Questions regarding partial policy load, and the future

Seth Arnold seth.arnold at gmail.com
Sat Jun 19 11:42:31 BST 2010


>>> So the question becomes how important is being able to load profiles
>>> individually?  How often are individual profile reloads used instead of
>>> just reloading all of policy through the init scripts?

Creating individual profiles also involves repeatedly reloading
profile subsets. If the caching is strong enough to allow quickly
reloading everything when only a single profile changes, that'd be
alright, but it does not feel fast to me now. (In fact, I use
apparmor_parser --replace manually when writing profiles, because
/etc/init.d/apparmor reload is much slower than I'd like.)

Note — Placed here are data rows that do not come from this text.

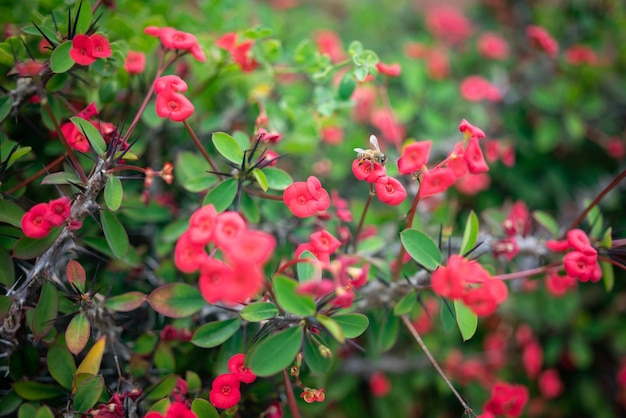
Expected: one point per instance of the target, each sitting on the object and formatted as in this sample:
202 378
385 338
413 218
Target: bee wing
374 142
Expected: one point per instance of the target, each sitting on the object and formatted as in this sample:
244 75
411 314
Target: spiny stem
199 145
432 360
291 399
595 201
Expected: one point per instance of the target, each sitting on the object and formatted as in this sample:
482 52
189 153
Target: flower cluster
582 262
175 39
389 190
86 49
170 103
240 52
454 281
239 274
305 199
41 218
467 157
225 391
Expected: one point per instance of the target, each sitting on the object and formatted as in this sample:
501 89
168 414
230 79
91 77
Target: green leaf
7 272
83 17
277 179
61 177
406 304
421 248
259 311
91 132
45 311
260 178
5 107
35 391
113 193
332 327
270 355
125 302
228 147
11 213
222 195
547 222
352 325
61 366
465 319
608 275
314 358
88 391
470 234
176 300
27 248
215 333
202 408
77 333
289 299
60 60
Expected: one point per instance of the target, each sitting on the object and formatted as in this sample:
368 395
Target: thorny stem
362 220
199 145
41 172
432 360
595 201
291 399
70 151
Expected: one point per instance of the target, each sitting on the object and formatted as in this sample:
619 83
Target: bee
374 154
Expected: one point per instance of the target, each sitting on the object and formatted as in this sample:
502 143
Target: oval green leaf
288 298
88 390
222 195
61 366
466 320
259 311
352 325
270 355
277 179
228 147
470 234
114 233
113 193
421 248
176 300
77 333
215 333
91 132
125 302
60 60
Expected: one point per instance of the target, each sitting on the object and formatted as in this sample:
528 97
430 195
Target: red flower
389 190
174 106
135 62
101 46
436 181
414 157
305 199
540 37
59 210
35 223
225 391
82 50
237 368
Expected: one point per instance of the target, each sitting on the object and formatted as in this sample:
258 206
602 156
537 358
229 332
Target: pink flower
540 37
135 62
491 45
414 157
225 391
389 190
35 223
239 370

Perhaps a two-set approach would make sense? One pass for everything
in enforce mode, one pass for everything in complain mode. That way,
there are fewer profiles to recompile when developing profiles.

>> Right now, all the time.  The idea of on-demand loading for only things
>> that are about to start up is how it's split up now to spread out the
>> potential load times.
>>
> Right, at the moment we have split load, where we load the early set
> and then, reload the whole set later.

I'm seriously confused about this.

How much faster does the system boot when it loads two sets of
policies, rather than one policy set?

How much faster does the system boot when policy loads are 'spread out'?

(I'd just assume that filesystem and CPU caches would both be more
effective with one load up front, done all at once. Keeping caches hot
and all that.)

Are there any potential speedups possible by compiling the #included
chunks into their own DFAs and caching those? That way, when arekm's
apache profile loads a given #included piece 1000+ times, it is only
compiled once, and the hats need only integrate what is unique and new
in the hat with the pre-compiled included piece. Would the #included
chunks be suitable explosion check valves to NFAs? (Probably
non-optimal, but finding optimal choke points sounds difficult to me.